0 3 min 7 yrs

As someone who is a horror fan with very specific tastes (I never dug Friday the 13th), who later crafted horror stories (that no one wanted to buy), and then became a reviewer of the genre, sometimes it’s necessary to recognize that a specific film or novel, while not for you, still has great potential if it can find the correct audience. My Soul to Keep by Jackie Sonnenberg is one such book for me.

The story follows Sky Monroe as she begins a new school year at a private boarding school shortly after the passing of her father – a death that haunts her as the presence of her father is constantly with her.  Shortly after arriving at the school she encounters a cult, The Guardians of Light.  The group offers Sky a chance to truly connect with her father, but soon Sky realizes that Mitchell Brooks—the group’s leader—may pose a danger to her and her new friend Damian.

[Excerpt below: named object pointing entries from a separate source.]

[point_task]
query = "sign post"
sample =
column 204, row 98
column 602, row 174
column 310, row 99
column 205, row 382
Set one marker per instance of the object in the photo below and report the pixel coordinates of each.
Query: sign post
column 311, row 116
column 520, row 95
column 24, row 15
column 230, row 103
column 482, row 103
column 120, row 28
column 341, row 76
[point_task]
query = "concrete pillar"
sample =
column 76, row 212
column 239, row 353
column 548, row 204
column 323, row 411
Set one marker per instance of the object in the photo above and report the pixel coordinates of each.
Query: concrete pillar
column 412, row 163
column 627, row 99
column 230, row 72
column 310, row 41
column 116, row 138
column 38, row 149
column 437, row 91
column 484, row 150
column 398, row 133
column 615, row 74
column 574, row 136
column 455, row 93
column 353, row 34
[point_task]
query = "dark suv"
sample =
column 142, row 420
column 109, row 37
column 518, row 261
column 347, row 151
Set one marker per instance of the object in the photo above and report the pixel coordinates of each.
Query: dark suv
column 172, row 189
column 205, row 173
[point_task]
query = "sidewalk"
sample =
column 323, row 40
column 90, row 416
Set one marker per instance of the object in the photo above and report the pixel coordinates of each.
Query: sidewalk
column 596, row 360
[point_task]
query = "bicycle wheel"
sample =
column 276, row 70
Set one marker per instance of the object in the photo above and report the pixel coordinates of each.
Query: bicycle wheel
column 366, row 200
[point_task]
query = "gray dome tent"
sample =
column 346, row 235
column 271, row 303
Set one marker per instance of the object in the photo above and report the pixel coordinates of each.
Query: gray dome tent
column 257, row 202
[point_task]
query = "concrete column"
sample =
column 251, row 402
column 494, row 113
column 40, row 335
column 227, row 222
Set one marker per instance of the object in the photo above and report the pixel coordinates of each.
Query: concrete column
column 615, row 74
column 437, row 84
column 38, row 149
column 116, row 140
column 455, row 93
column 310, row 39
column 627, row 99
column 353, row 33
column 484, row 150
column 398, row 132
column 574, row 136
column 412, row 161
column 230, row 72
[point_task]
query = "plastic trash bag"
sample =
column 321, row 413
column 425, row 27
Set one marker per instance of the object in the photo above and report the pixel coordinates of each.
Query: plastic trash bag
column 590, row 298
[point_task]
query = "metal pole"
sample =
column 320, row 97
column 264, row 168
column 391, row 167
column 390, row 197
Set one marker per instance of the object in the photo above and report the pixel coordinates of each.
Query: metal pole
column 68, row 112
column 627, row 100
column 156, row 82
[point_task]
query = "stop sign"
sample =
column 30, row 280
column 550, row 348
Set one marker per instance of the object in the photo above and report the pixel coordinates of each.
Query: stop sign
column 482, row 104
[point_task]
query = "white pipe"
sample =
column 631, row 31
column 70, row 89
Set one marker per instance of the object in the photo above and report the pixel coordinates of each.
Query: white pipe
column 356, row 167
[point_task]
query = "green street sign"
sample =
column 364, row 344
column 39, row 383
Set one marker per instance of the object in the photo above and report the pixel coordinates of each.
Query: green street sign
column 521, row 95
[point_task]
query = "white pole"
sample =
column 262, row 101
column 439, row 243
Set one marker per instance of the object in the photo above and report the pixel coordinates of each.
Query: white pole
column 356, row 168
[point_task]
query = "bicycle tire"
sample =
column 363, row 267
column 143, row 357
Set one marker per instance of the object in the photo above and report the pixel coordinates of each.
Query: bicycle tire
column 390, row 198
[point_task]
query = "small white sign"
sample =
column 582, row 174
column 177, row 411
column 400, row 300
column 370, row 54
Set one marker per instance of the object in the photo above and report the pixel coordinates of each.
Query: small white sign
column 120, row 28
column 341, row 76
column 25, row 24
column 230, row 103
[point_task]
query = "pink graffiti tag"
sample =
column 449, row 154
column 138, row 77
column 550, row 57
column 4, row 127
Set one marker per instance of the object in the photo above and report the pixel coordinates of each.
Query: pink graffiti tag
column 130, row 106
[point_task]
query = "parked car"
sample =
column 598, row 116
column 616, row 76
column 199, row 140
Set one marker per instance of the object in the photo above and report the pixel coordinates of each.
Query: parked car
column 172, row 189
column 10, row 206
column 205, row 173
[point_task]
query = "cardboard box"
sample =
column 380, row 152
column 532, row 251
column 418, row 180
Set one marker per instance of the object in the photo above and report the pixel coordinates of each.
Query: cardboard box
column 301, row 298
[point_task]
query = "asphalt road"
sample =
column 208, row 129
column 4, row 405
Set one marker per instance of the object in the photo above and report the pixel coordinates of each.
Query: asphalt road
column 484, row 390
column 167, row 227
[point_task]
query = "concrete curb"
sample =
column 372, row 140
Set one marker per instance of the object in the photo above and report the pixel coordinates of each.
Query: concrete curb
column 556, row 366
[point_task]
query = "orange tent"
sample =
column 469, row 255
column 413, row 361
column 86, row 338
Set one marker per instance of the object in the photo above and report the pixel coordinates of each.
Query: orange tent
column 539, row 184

As a long-time genre fan My Soul to Keep added no new elements beyond typical genre tropes to keep me engaged in Sky’s journey.  However, I was constantly struck by how this story would be perfect for an 11 to 13-year-old reader, a reader who’s just discovering the typical conventions employed in horror fiction.  Sonnenberg brings Sky to life in a way will likely connect with a younger reader.

While the adult in me knows the Cult was bad news, the kid in me sees how within the story Sky’s motivations for joining them feels sincere in regards to her characterization.  She’s playing with fire, but we readers understand that it’s because she’s cold, so to speak.

So, Ravenous Monster Readers, do I recommend My Soul to Keep, for you?  I do not.  I do however recommend you pick up a copy for a ‘tween (I think I’m using that correctly) in your life.  The pacing of the novel never lags and Sky as a protagonist should be relatable to any angsty youngster.